Na ten moment pod opieką pieczy zastępczej znajduje się około 2000 podopiecznych, z tego w placówkach około 450. – Na przysposobienie oczekuje teraz 60 dzieci, które mają już uregulowaną sytuację prawną. Tylko one mają możliwość adopcji – wyjaśniała Agnieszka Gabruk.
Piknik na rzecz Rodzin i Rodzicielstwa zastępczego to okazja do integracji wszystkich rodzin i rozmów o tym, czym tak naprawdę jest adopcja oraz jakie warunki trzeba spełnić, by zostać rodziną zastępczą. Zdarzało się, że właśnie dzięki tej imprezie znaleźli się nowi kandydaci do pełnienia tej funkcji.

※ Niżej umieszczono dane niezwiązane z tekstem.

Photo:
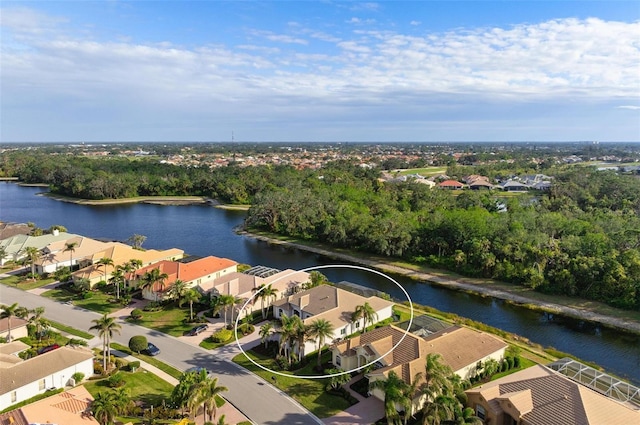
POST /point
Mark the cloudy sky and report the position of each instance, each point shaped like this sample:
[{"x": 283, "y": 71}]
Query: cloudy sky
[{"x": 319, "y": 71}]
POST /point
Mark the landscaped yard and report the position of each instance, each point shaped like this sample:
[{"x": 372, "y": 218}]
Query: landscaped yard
[
  {"x": 308, "y": 392},
  {"x": 141, "y": 385}
]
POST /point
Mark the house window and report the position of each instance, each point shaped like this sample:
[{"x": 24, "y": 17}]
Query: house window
[{"x": 480, "y": 412}]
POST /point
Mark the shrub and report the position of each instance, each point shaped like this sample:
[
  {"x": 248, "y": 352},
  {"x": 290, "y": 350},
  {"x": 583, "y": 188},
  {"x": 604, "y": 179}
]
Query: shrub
[
  {"x": 138, "y": 343},
  {"x": 223, "y": 335},
  {"x": 77, "y": 377}
]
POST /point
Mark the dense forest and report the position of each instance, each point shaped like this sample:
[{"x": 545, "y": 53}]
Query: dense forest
[{"x": 581, "y": 238}]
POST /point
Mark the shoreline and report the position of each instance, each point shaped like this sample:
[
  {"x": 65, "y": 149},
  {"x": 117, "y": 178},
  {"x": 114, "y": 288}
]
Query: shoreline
[{"x": 627, "y": 325}]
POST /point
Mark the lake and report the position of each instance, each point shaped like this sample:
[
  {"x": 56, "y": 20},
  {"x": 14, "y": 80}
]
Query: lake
[{"x": 204, "y": 230}]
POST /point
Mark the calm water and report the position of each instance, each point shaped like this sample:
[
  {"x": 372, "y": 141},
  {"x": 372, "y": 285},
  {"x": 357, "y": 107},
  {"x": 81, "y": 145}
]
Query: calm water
[{"x": 204, "y": 230}]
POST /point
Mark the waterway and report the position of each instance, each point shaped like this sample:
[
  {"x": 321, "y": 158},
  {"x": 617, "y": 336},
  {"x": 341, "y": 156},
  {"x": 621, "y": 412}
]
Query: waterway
[{"x": 204, "y": 230}]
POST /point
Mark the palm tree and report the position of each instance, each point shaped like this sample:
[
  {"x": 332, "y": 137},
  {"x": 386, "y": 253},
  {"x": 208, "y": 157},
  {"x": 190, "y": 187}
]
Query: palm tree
[
  {"x": 33, "y": 254},
  {"x": 265, "y": 332},
  {"x": 395, "y": 392},
  {"x": 71, "y": 247},
  {"x": 14, "y": 310},
  {"x": 103, "y": 407},
  {"x": 150, "y": 278},
  {"x": 209, "y": 392},
  {"x": 320, "y": 330},
  {"x": 366, "y": 313},
  {"x": 39, "y": 322},
  {"x": 117, "y": 279},
  {"x": 191, "y": 296},
  {"x": 106, "y": 327},
  {"x": 104, "y": 261}
]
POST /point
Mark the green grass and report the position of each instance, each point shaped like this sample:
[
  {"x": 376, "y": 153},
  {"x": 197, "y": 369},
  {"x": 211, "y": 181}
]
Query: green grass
[
  {"x": 170, "y": 320},
  {"x": 149, "y": 359},
  {"x": 98, "y": 302},
  {"x": 71, "y": 331},
  {"x": 308, "y": 392},
  {"x": 141, "y": 385}
]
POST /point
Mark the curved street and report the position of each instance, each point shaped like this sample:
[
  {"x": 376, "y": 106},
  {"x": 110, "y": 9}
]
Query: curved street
[{"x": 257, "y": 399}]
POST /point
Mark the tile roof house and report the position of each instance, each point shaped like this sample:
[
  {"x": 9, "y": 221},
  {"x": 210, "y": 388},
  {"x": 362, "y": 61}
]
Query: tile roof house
[
  {"x": 201, "y": 271},
  {"x": 244, "y": 286},
  {"x": 15, "y": 245},
  {"x": 18, "y": 328},
  {"x": 22, "y": 380},
  {"x": 72, "y": 407},
  {"x": 121, "y": 254},
  {"x": 333, "y": 304},
  {"x": 541, "y": 396},
  {"x": 54, "y": 255}
]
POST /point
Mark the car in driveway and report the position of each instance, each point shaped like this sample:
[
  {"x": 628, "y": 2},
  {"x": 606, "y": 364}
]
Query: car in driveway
[
  {"x": 197, "y": 330},
  {"x": 151, "y": 350}
]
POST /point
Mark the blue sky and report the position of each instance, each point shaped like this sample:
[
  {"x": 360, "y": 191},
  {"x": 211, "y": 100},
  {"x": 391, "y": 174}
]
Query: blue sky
[{"x": 319, "y": 71}]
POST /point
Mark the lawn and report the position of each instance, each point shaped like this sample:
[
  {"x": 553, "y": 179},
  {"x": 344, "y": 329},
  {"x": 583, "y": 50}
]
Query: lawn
[
  {"x": 308, "y": 392},
  {"x": 170, "y": 320},
  {"x": 151, "y": 360},
  {"x": 98, "y": 301},
  {"x": 141, "y": 385}
]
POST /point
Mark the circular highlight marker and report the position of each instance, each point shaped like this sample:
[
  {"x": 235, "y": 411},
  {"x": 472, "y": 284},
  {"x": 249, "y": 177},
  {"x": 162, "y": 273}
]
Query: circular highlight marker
[{"x": 345, "y": 266}]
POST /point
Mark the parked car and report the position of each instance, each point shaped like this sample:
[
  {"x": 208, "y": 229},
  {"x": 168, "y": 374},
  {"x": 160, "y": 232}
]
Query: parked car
[
  {"x": 48, "y": 348},
  {"x": 197, "y": 330},
  {"x": 151, "y": 350}
]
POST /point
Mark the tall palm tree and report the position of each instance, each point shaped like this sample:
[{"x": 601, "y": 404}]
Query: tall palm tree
[
  {"x": 366, "y": 313},
  {"x": 33, "y": 254},
  {"x": 117, "y": 279},
  {"x": 265, "y": 332},
  {"x": 210, "y": 390},
  {"x": 104, "y": 261},
  {"x": 71, "y": 248},
  {"x": 150, "y": 278},
  {"x": 13, "y": 310},
  {"x": 106, "y": 327},
  {"x": 39, "y": 322},
  {"x": 191, "y": 296},
  {"x": 320, "y": 330},
  {"x": 103, "y": 407},
  {"x": 395, "y": 392}
]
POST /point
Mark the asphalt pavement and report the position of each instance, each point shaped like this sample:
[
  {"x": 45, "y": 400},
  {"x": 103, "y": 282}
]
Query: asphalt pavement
[{"x": 257, "y": 399}]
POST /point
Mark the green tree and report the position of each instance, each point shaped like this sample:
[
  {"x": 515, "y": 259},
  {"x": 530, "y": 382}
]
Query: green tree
[
  {"x": 106, "y": 327},
  {"x": 138, "y": 343},
  {"x": 70, "y": 247},
  {"x": 320, "y": 330}
]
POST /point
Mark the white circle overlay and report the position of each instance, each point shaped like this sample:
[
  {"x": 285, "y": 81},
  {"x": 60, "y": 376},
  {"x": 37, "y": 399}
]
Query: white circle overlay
[{"x": 329, "y": 266}]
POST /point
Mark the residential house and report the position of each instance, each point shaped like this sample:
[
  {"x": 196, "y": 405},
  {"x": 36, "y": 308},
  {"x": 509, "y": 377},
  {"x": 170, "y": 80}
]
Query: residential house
[
  {"x": 18, "y": 328},
  {"x": 55, "y": 256},
  {"x": 121, "y": 254},
  {"x": 244, "y": 285},
  {"x": 541, "y": 396},
  {"x": 72, "y": 407},
  {"x": 194, "y": 272},
  {"x": 459, "y": 348},
  {"x": 15, "y": 246},
  {"x": 21, "y": 380},
  {"x": 333, "y": 304},
  {"x": 451, "y": 185}
]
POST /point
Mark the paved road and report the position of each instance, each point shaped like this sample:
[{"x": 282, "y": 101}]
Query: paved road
[{"x": 257, "y": 399}]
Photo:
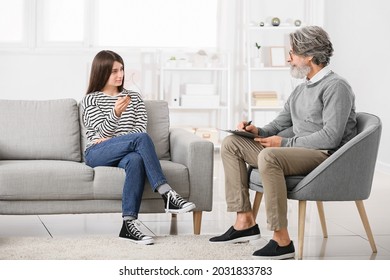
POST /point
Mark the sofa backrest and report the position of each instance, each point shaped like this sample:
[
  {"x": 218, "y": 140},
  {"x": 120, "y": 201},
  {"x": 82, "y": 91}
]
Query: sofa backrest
[
  {"x": 157, "y": 127},
  {"x": 44, "y": 129}
]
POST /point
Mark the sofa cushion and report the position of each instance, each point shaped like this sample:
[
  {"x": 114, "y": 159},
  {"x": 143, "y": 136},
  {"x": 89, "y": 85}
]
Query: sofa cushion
[
  {"x": 45, "y": 180},
  {"x": 41, "y": 130},
  {"x": 158, "y": 126}
]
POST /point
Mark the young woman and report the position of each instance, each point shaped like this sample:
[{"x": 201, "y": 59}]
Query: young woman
[{"x": 116, "y": 119}]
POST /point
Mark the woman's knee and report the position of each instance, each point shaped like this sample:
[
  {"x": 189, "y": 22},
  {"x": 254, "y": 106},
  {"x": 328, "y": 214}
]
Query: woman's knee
[{"x": 132, "y": 160}]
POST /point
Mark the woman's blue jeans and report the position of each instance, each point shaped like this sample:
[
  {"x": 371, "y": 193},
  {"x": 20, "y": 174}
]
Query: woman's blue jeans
[{"x": 135, "y": 153}]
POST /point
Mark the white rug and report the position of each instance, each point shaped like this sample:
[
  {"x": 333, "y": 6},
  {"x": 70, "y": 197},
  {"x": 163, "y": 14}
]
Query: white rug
[{"x": 93, "y": 247}]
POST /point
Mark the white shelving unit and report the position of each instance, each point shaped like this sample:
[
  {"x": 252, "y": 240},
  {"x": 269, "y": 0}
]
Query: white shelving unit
[
  {"x": 266, "y": 72},
  {"x": 198, "y": 96}
]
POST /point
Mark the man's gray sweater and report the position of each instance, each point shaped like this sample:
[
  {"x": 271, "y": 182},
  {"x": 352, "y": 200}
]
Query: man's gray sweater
[{"x": 321, "y": 115}]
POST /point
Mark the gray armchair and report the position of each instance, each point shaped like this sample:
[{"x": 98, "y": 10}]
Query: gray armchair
[{"x": 345, "y": 176}]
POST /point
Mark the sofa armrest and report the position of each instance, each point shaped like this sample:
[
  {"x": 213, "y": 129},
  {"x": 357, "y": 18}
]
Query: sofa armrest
[{"x": 197, "y": 155}]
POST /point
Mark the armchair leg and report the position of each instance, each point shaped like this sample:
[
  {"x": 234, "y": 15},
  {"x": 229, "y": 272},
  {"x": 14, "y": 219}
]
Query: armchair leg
[
  {"x": 301, "y": 227},
  {"x": 197, "y": 221},
  {"x": 321, "y": 213},
  {"x": 366, "y": 224},
  {"x": 256, "y": 204}
]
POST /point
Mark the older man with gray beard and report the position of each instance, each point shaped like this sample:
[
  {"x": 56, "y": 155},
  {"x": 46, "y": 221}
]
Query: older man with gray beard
[{"x": 320, "y": 113}]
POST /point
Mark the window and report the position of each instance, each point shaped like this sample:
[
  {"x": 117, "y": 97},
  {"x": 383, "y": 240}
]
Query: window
[
  {"x": 12, "y": 21},
  {"x": 156, "y": 23}
]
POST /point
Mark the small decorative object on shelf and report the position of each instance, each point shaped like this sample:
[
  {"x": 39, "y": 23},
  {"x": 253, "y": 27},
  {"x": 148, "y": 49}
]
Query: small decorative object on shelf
[
  {"x": 275, "y": 21},
  {"x": 257, "y": 60}
]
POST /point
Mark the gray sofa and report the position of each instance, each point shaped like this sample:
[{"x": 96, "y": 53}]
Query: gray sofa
[{"x": 42, "y": 169}]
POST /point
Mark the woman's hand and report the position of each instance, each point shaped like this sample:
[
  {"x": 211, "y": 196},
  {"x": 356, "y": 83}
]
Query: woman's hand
[
  {"x": 121, "y": 105},
  {"x": 100, "y": 140}
]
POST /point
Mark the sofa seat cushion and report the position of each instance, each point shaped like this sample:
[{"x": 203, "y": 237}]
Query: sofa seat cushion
[
  {"x": 40, "y": 130},
  {"x": 45, "y": 180},
  {"x": 108, "y": 182}
]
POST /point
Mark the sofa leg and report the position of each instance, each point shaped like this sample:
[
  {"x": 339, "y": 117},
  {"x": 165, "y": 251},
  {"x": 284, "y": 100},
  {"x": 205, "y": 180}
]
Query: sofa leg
[{"x": 197, "y": 220}]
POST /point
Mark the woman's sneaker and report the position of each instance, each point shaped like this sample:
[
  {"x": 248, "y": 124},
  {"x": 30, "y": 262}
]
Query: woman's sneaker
[
  {"x": 131, "y": 231},
  {"x": 175, "y": 204}
]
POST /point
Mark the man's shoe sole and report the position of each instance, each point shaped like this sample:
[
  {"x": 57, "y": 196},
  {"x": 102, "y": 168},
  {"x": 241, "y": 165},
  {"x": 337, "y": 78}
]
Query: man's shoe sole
[
  {"x": 181, "y": 210},
  {"x": 239, "y": 239}
]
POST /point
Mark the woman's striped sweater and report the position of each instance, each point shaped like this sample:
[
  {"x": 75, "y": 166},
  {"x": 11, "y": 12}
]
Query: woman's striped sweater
[{"x": 101, "y": 122}]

– Potrzebujemy pieczy zastępczej, wsparcia dla rodzin adopcyjnych i domów dziecka. Tym bardziej, że te procesy są czasem bardzo skomplikowane. Przed chwilą podszedł do mnie pan, który prowadzi rodzinę zastępczą i zmaga się z problemami prawnymi – mówił Andrzej Buła, europoseł. – Dlatego tak ważne są takie wydarzenia, bo dzięki nim pokazujemy, że każdy, kto jest zainteresowany, może tutaj przyjść, usiąść, porozmawiać, dowiedzieć się, jak wygląda adopcja również od strony prawnej i na jakie wsparcie może liczyć. Takie inicjatywy zyskują też duże poparcie w Komisjach Europejskich.